I hate Valentine's Day
I hate Valentine’s Day, I
think it’s a load of shit. When I was a teenager I was too shy to approach
people who I thought were attractive or interesting, in that way, so I daydreamed about them instead. I created little
movies that played inside my head of the secret message that I would receive on
this Valenti….stupid load of shit day that would somehow be delivered to my
mailbox or school bag. I’d imagine myself opening it and smiling and feeling
all warm and melt-y inside and I’d look around for the romantic fool who’d left
it then skip into the house all self satisfied and admired from afar. But it
never happened.
Then, after a few false starts,
romantic love did come into my life and, even though he made me a pull out card
of love hearts one Valentine’s Day, it didn’t feel like in my daydreams. In
this more real experience of love, I’d sometimes be overwhelmed by the
responsibility that came with an intimate relationship. I’d feel awkward when
he tried to hold my hand in the street and wasn’t quite sure how to respond when
he did something obviously considered and kind.
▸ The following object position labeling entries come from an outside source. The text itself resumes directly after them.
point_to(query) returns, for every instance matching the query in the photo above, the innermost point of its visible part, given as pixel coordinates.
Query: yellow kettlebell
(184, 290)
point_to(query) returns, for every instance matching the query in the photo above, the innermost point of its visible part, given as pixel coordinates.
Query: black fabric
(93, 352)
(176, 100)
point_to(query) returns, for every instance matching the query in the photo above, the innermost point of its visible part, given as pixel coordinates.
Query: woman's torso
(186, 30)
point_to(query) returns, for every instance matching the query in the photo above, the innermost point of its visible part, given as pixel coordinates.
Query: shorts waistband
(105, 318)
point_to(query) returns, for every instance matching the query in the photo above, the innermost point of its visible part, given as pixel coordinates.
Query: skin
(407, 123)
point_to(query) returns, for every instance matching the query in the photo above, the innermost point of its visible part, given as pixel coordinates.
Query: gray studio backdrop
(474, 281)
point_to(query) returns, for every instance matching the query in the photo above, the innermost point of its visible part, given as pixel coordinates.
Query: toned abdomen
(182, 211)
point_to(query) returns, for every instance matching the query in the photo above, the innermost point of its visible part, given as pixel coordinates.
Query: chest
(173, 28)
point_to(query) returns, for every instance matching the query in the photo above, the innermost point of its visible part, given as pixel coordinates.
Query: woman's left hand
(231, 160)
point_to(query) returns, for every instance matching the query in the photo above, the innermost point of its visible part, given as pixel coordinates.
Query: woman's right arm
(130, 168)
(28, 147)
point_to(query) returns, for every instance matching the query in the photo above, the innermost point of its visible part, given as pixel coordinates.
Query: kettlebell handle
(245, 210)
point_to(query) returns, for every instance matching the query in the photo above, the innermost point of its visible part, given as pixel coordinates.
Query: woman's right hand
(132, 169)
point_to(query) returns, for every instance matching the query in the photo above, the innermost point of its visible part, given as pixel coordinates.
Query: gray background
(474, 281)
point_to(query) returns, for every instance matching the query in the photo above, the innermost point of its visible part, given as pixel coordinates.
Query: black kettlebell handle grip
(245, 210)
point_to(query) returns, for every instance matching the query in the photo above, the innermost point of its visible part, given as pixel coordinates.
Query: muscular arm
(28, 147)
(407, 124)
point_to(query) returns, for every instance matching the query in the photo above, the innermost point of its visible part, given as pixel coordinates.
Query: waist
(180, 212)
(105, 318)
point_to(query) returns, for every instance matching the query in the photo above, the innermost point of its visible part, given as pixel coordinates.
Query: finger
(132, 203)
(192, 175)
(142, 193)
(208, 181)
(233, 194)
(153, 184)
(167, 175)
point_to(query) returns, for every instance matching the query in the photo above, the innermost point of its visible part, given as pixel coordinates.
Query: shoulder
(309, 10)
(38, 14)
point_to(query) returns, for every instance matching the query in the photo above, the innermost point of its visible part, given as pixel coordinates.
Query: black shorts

The daydream version of love and
the real experience of love were quite different and that’s what’s so shit
about Valentine’s Day. It’s a made up day where people are encouraged to share
movie type expressions of affection and those who aren’t in on the charade feel
left out or even worse, unloved or unlovable.
It makes me sad to think about all
the people who, just like me as a teenager, feel bad about themselves today because
they aren’t in on this outward expression that is perhaps more of a defence
against the truth of loneliness than a real sign of love.
Love isn’t clingy or cloying,
that’s attachment. Love doesn’t need verification in the form of a card,
overpriced flowers or a teddy bear, that’s commercialism. To love is to genuinely
care about someone else, to have a heartfelt wish for their happiness perhaps
even over and above our own.
It is possible to feel love when we
are not in an intimate relationship. We can just think about someone else,
anyone, even somebody we don’t know, even someone on the other side of the
world who we’ve never met, and spend a few moments wishing for them to be
happy. That’s it. Not asking for anything in return, just a simple, beautiful
wish for their happiness. Try it if you like. Close your eyes, think about
somebody else, anyone, and wish for their happiness. Maybe you’ll feel it as a
stirring in your heart, an inner light. Perhaps you’ll smile. That’s love and
it’s available to all of us, every day.